Colleen Gallagher: 5 Things Anyone Can Do To Optimize Their Mental Wellness
An Interview With Candice Georgiadis
I always suggest for anyone who feels stressed, anxious or overwhelmed is to slow down. In the moment of anxiety, worry or stress, simply begin to focus on your breath. Often times, during a moment of stress, we breathe shorter breaths. I suggest inhaling for three seconds, holding the breath for two and breathing out for five. Do this for three to ten rounds. As you count in your head while it puts you in control and gives you power to begin self-regulating your breath and nervous system. A long exhale releases whatever emotions that caused your body and nervous system to react, and you begin to self-regulate your body with your breathing.
As a part of my series about the “5 Things Anyone Can Do To Optimize Their Mental Wellness”, I had the pleasure of interviewing Colleen Gallagher.

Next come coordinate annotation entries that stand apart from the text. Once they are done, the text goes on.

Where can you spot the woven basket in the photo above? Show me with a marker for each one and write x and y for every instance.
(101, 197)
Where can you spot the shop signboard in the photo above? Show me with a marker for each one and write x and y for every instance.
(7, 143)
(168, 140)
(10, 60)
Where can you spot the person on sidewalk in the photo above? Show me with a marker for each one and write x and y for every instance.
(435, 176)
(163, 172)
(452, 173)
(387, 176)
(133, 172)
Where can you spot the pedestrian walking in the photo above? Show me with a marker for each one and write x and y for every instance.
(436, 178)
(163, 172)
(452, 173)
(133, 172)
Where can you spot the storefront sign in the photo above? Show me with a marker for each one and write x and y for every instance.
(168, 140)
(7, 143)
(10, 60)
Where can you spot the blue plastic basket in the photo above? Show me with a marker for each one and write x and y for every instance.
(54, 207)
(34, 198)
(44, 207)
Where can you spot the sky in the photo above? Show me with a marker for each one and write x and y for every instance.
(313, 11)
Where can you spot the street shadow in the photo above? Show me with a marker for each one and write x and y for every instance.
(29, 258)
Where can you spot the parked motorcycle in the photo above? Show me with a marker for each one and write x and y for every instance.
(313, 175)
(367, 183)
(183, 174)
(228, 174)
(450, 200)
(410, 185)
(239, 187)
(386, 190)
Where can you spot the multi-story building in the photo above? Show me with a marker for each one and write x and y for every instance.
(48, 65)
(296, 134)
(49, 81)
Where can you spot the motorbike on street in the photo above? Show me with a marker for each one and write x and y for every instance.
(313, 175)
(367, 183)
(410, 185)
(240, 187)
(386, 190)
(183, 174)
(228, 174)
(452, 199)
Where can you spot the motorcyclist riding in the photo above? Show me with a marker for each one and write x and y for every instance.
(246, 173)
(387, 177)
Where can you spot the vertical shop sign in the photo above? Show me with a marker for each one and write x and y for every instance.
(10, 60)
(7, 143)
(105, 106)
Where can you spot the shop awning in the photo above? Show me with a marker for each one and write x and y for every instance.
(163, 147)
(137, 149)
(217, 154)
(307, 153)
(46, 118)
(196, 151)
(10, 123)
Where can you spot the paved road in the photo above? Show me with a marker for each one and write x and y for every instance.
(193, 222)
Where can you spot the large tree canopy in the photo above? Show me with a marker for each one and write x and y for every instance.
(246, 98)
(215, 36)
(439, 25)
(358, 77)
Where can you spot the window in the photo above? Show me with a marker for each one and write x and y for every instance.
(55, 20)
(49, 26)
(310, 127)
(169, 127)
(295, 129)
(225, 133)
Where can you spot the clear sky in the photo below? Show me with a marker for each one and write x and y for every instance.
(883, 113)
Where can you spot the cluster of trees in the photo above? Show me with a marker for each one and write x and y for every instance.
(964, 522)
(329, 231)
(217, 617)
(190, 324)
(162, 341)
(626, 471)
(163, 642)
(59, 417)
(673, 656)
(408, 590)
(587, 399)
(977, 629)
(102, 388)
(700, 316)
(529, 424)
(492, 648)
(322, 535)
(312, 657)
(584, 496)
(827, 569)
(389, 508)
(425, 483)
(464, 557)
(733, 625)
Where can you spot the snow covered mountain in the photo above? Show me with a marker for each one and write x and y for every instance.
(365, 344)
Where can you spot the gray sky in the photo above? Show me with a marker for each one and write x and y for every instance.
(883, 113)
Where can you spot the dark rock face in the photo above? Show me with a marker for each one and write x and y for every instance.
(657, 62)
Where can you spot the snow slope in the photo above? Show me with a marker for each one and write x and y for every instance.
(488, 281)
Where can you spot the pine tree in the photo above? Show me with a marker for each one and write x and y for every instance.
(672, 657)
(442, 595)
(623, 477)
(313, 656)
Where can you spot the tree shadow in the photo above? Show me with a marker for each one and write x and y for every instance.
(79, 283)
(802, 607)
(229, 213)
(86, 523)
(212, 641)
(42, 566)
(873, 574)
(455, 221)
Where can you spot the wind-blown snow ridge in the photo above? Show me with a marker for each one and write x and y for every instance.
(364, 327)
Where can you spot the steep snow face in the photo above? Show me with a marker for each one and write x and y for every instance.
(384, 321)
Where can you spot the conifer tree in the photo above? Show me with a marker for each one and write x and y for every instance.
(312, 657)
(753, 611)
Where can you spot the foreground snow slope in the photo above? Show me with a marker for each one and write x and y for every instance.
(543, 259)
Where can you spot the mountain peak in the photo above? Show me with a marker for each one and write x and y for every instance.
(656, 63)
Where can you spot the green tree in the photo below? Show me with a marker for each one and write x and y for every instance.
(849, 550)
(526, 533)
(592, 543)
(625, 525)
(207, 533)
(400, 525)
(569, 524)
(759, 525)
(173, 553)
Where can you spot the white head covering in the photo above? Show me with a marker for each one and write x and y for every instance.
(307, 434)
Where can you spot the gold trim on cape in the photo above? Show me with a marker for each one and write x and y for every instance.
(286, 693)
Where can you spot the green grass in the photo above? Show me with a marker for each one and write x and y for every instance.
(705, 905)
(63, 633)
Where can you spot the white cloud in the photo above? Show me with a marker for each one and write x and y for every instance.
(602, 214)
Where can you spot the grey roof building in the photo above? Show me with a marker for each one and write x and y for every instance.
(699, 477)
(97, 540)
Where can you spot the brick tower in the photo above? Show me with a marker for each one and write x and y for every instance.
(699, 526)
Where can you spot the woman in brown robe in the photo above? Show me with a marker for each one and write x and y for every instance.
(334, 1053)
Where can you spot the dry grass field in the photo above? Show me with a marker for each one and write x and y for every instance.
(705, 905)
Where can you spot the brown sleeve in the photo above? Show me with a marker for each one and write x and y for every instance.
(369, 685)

Colleen Gallagher is an intuitive business and personal development consultant, author of several books including her latest release An Uncompromised Life, survivor of childhood cancer and currently pursuing her Ph.D is Psychology with a focus on Global Leadership and Change. Her greatest success is seeing her clients fall in love with life by overcoming trauma and life challenges to create a lifestyle career that impacts the world. Colleen empowers leaders and businesses to come to a newfound clarity of their mission, so that they can better understand their gifts while taking calculated action to grow their businesses.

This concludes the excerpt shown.